Gombo salsa, l'histoire de la salsa au Bénin
De Gnonnas Pedro à Jospinto la salsa est consubstantielle de l'ADN du Bénin. Retour sur une culture qui marque l'émulation entre Afrique et Caraïbes...
Bénin, terre de Vaudou, terre de Santeria
La salsa a toujours eu une place à part au Bénin, ce pays coincé entre le Togo et le géant anglophone nigérian. Dans la sous-région, au Sénégal, en Guinée Conakry ou en Côte d'Ivoire cette musique n'est plus au premier plan aujourd'hui, considérée par une bonne partie de la jeunesse comme « une musique de vieux ».

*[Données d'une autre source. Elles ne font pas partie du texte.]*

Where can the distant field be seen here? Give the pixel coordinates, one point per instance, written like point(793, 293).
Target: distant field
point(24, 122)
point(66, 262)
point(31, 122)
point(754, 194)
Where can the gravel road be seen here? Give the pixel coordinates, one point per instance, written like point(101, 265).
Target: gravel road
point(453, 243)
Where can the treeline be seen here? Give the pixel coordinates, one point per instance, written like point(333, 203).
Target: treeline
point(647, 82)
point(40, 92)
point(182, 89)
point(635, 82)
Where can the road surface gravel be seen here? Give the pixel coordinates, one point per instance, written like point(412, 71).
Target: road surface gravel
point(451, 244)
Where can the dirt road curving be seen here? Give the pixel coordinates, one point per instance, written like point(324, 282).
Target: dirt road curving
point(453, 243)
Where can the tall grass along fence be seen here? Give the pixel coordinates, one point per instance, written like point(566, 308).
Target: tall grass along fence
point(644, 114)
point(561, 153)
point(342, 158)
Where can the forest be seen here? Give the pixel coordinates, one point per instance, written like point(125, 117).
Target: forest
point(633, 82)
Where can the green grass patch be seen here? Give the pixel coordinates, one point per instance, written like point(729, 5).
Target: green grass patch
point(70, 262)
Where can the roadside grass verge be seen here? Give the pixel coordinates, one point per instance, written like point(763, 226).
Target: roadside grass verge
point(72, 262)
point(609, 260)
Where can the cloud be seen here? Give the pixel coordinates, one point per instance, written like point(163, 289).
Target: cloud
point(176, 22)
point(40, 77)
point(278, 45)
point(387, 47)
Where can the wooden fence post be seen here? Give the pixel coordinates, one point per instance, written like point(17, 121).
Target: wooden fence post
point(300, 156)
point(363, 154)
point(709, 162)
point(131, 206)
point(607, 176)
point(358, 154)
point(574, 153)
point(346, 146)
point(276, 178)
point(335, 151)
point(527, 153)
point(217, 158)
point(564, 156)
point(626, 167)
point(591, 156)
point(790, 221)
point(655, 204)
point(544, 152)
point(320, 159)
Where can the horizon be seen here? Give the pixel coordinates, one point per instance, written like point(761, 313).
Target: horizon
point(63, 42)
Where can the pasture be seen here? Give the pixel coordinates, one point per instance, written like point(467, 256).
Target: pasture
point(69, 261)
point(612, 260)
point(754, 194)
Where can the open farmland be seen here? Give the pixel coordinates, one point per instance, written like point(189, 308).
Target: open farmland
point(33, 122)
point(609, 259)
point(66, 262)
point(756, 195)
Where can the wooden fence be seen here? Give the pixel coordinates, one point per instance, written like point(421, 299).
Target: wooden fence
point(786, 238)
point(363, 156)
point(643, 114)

Mais au Bénin, elle garde un enracinement profond intrinsèquement lié à l'Histoire de ce berceau de la culture vaudoue. « La salsa est un mélange entre les rythmes des Orishas originaires des Yorubas et la musique occidentale. » résume le salsero béninois Michel Pinheiro. « On a ajouté le piano et les cuivres au tambour des Yorubas. C'est ce qui a donné la salsa. Naturellement, en tant qu'africain je m'y retrouve ! »
Les cérémonies vaudoues sont caractérisées par des polyrythmies avec force incantations des esprits au son du tambour, des cloches et des hochets. Des éléments que l'on retrouve dans le son cubain, lié à la Santeria, c'est à dire le culte des Orishas, les demi-dieux humains évoqués dans la culture Yoruba, importée dans la Caraïbe à travers l'esclavage.
« Le vaudou est notre identité. » rappelle Vincent Ahehehinnou, le chanteur du Tout-Puissant orchestre Poly-rythmo de Cotonou. « Aujourd'hui de par le monde le vaudou a apporté énormément à la musique. Les cloches, les castagnettes, les tam tams, les tumbas ont été créés dans les couvents. Ensuite cette culture s'est modernisée. »
Les caliente années 60-70
En 1960, la République du Dahomey accède à l'Indépendance. S'ensuit une succession de coups d'état. En 1975, Matthieu Kérékou instaure la République populaire du Bénin. Comme le Mali, l'Angola ou du Congo-Brazzaville son régime s'inspire - jusqu'à la caricature - du marxisme léninisme soviétique. Porto-Novo devient la capitale. Et le Cuba de Fidel Castro, qui se déhanche au son de la guaracha est alors le modèle à suivre.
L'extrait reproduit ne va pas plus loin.